Patients with renal insufficiency form one of the fastest growing populations with a high prevalence for cardiovascular diseases (CVD) (1). ESRD together with diabetes, smoking, arterial hypertension, and dyslipidemia constitute major cardiovascular risk factors (2). This leads to a dramatic increase in morbidity and mortality in this population, which is eight times greater than in the general population (3).
Atherosclerosis is characterized by atheromatous plaques with blood flow restrictions and tissue ischemia and leads to altered vascular compliance because of distorted conduit function and increased arterial stiffness (4,5). Macrovascular prognostic implications include endothelial dysfunction, which is an important and early step in the development of atherosclerosis (6). Flow-mediated vasodilation (FMD) of the brachial artery was identified as a prognostic relevant surrogate marker in patients with cardiovascular risk factors, established CVD, and ESRD (7–9). Microvascular changes in ESRD entail small arterial structural and functional alterations, characterizing the peripheral resistance vasculature, which directly contributes to the development of hypertension common in ESRD (10).
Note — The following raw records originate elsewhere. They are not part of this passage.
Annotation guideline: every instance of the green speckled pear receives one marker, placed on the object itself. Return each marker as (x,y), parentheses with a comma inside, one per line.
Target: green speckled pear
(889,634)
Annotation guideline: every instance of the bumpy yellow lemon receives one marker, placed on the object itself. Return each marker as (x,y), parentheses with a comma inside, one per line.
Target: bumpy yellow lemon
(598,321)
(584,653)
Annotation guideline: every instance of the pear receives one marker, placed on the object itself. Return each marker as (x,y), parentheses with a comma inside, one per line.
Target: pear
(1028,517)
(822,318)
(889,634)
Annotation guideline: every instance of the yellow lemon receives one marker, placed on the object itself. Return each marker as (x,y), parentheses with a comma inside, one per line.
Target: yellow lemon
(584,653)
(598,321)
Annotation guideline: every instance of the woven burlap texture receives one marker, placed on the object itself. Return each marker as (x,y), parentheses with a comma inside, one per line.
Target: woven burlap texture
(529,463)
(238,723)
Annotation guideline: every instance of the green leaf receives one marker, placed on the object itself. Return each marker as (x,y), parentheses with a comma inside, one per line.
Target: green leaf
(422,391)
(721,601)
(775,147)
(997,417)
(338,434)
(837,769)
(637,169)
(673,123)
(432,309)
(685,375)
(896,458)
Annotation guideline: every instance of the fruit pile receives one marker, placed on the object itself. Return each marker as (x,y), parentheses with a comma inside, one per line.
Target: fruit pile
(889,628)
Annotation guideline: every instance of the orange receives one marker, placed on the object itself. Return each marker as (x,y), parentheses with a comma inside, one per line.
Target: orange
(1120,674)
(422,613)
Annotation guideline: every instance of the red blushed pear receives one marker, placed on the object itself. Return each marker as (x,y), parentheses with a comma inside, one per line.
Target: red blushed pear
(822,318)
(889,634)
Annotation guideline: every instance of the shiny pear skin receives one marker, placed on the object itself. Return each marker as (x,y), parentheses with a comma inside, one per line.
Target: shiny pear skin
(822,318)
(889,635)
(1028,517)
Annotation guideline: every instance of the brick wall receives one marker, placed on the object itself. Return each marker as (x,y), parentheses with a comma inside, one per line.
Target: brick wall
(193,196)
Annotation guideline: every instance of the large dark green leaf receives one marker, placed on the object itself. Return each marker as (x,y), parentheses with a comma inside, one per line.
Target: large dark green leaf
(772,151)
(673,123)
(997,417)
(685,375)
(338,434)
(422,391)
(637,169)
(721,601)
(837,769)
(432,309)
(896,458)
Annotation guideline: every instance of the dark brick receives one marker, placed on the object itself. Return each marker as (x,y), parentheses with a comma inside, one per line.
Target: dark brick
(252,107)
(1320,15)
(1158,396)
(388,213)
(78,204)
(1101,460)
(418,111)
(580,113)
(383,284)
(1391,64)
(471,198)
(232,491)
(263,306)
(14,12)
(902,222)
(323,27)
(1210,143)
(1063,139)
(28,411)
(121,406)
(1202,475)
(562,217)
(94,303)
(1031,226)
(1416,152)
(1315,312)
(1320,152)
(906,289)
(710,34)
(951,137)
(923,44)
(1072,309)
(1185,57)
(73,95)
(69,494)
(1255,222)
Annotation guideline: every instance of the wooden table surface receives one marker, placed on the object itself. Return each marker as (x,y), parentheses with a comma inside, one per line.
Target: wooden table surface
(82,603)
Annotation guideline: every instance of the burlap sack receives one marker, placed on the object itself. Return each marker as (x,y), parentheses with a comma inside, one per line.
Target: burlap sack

Vascular dysfunctions are associated with heart failure and sudden cardiac death. Elevated cardiac troponin levels reflect this and are an important predictor of all-cause mortality in ESRD (11). Nontraditional and interrelated risk factors that promote atherosclerosis include chronic inflammation and oxidative stress (12,13). Vascular dysfunctions ascribed to patients with ESRD are further perpetuated by impaired nitric oxide (NO) bioavailability. Importantly, hemodialysis (HD) itself acutely impairs endothelial function through reduction of NO bioactivity (14).
Therapeutic approaches counteracting atherosclerosis and CVD in this collective seem insufficient. Therefore, interventions to target key steps in atherogenesis are of great importance. An increasing body of evidence supports the concept that a healthy diet rich in fruits and vegetables is associated with a lower incidence of morbidity and mortality from CVD in nonrenal patients (15). Cocoa flavanols (CFs), like epicatechin and catechin as well as the procyanides, represent a subgroup of plant-derived polyphenols; are, in particular, present in tea, wine, cocoa, and berries; and have been substantiated as biologic active food constituents by the European Food Safety Authority (16). Interventional studies have shown that CFs exert beneficial effects regarding the regulation of BP and recovery of endothelial function (17,18). The mechanisms by which CFs mediate their effects are not fully understood. An enhancement in NO bioactivity through increases in NO synthase activity has been shown along with enhanced endothelial homeostatic vascular repair capabilities and activation of signaling pathways (19,20).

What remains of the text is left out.